Artículo publicado en Deia (22/12/2024)
La Navidad es la celebración de la esperanza por lo que cada año renace. La danza anual entre la tierra y el sol llega este fin de semana a su posición más ladeada en nuestro hemisferio y, por lo tanto, en nuestra tradición. Es también el momento de reposicionarnos y volver a nacer y a crecer. Es una oportunidad para reconstruirnos, de hacerlo mejor esta vez, de ser y de darnos más y mejor. El grito de que algo nuevo nos llega si queremos verlo, si queremos construirlo, lo hemos leído por centurias cantado en palabras de Isaías y lo releemos en cada época en distintos modos, como ahora en el bello El espíritu de la esperanza de Byung-Chul Han.
Esta semana veíamos en clase que no es justo decir que Mandela, Leymah Gbowee o Wangari Maathai, cuyas autobiografías hemos estudiado, recibieran una oportunidad de paz o reconciliación y la aprovecharon.

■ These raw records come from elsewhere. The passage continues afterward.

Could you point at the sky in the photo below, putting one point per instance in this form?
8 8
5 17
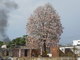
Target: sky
68 10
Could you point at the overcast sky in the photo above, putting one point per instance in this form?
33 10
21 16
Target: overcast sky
69 10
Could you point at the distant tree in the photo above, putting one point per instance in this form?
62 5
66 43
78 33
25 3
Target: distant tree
45 24
20 41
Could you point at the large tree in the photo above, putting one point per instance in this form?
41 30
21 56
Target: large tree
45 24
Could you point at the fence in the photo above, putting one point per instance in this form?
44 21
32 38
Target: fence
59 58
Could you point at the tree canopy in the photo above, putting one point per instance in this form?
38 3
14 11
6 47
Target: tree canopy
45 23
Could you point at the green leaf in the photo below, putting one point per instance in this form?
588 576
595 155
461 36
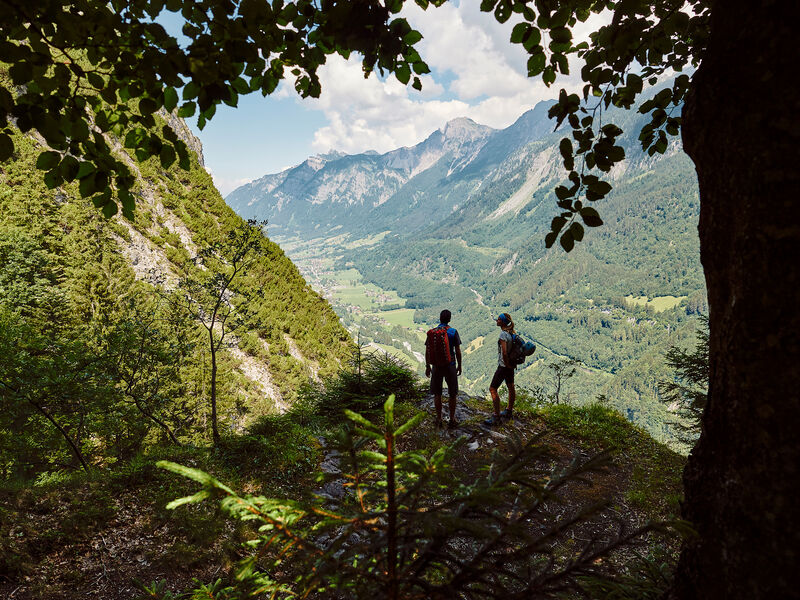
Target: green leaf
536 64
127 200
557 224
86 187
109 209
68 169
193 474
562 192
388 409
95 80
6 147
21 73
567 241
533 39
420 68
170 99
48 160
187 110
375 456
412 37
519 32
84 169
410 424
590 217
357 418
576 229
403 73
198 497
147 106
167 156
565 147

Lo justo es decir que ellos quisieron y crearon esas oportunidades. Con la esperanza pasa lo mismo, creo.
El año pasado por estas fechas recordé en esta columna que habían pasado 800 años desde que a San Francisco de Asís se le ocurriera, cerca de Greccio, reproducir con sus austeros recursos un belén en miniatura para celebrar la Navidad. Desde entonces en muchas de nuestras casas y espacios públicos lo replicamos.
Siete siglos después, en 1923, Aita Donostia compuso para conmemorarlo la obra coral Le Noël de Greccio. La obra combina los ritmos y las sonoridades del villancico popular vasco, con las lógicas de oratorio clásico, y con los efectos musicales del vanguardismo de las primeras décadas del XX, con una fluidez casi inocente y con una naturalidad solo aparentemente sencilla.

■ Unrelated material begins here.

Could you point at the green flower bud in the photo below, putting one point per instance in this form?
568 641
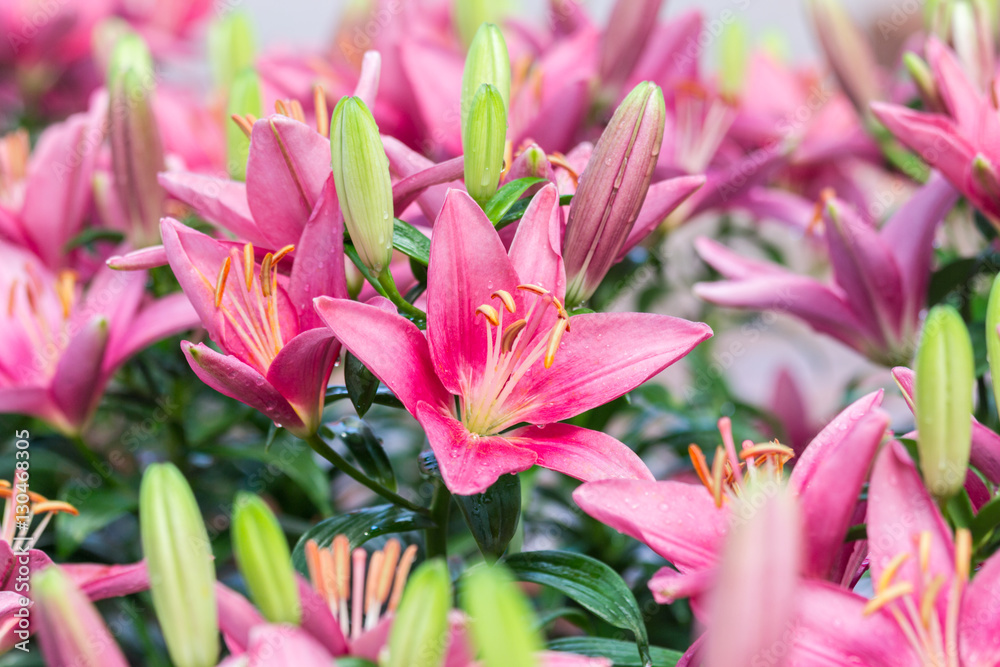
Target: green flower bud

Cien años después, en el Buen Pastor donostiarra, el año pasado y éste de nuevo, se ha interpretado esta obra. Músicos y bailarines profesionales de trayectoria internacional reconocida se han juntado con alumnos y jóvenes sin experiencia en un conjunto armónico en que se elevaban unos a otros con calidad y entusiasmo. El público participaba desde un silencio atento en una experiencia cultural, histórica, musical y coreográfica.

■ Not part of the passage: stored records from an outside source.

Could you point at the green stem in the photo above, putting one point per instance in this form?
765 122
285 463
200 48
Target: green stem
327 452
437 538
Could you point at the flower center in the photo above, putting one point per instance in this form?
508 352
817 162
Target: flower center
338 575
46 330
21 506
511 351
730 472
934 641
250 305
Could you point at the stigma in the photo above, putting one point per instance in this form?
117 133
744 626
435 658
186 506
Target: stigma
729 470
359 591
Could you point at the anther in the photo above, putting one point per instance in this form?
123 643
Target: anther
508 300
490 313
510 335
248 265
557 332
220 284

Me sirve como metáfora. Lo que desde la esperanza queramos construir lo será desde la suma de quienes saben más y pueden elevarnos, y de quienes sabemos menos y queremos aprender. Respetándonos, escuchándonos y aprendiendo juntos. Lo que desde la esperanza queramos construir será desde distintas disciplinas que se armonizan. Lo que desde la esperanza queramos construir será nuevo y empleando las mejores tecnologías, pero deberá estar firmemente asentado en lo mejor de lo que tenemos y queremos respetar y cuidar.
Así ha hecho Ander de la Fuente, el multipremiado compositor vasco-americano, desde Syracuse. Acaba de presentar su versión orquestada del clásico Hator, Hator, de los Plateros de Durango, de cuya familia desciende. Una versión fina y delicada que de momento escuchamos en una orquesta virtual pero que quizá las Navidades próximas podamos escuchar interpretada por alguna de nuestras orquestas.
Terminé mi artículo el año pasado deseando que “el adviento próximo pueda programarse en cada capital vasca” la obra de Aita Donostia. Repito el deseo, pero ahora sumando la relectura de Ander de la Fuente como inmejorable complemento.
No deberíamos limitarnos a replicar lo que otros hacen. Deberíamos competir por tener más luces, sí, pero no más luces led, sino más de esas luces que dan la cultura, la identidad, el significado, el arte, la búsqueda, la oportunidad renacida, el conocimiento y la esperanza. Son esas luces, y no las luces led, las que los descerebrados energúmenos de Magdeburgo más temen, porque iluminan por dentro, donde ellos querrían un vacío que rellenar con sus infernales delirios. Son esas luces las que tenemos que reivindicar y potenciar cada Navidad, frente a los adoradores de las oscuridades más frías, sean del fanatismo dogmático y cruel o del más trivial pero también tonto, facilón y vacío consumismo. Mientras nos quede vida. Mientras nos quede esperanza renacida.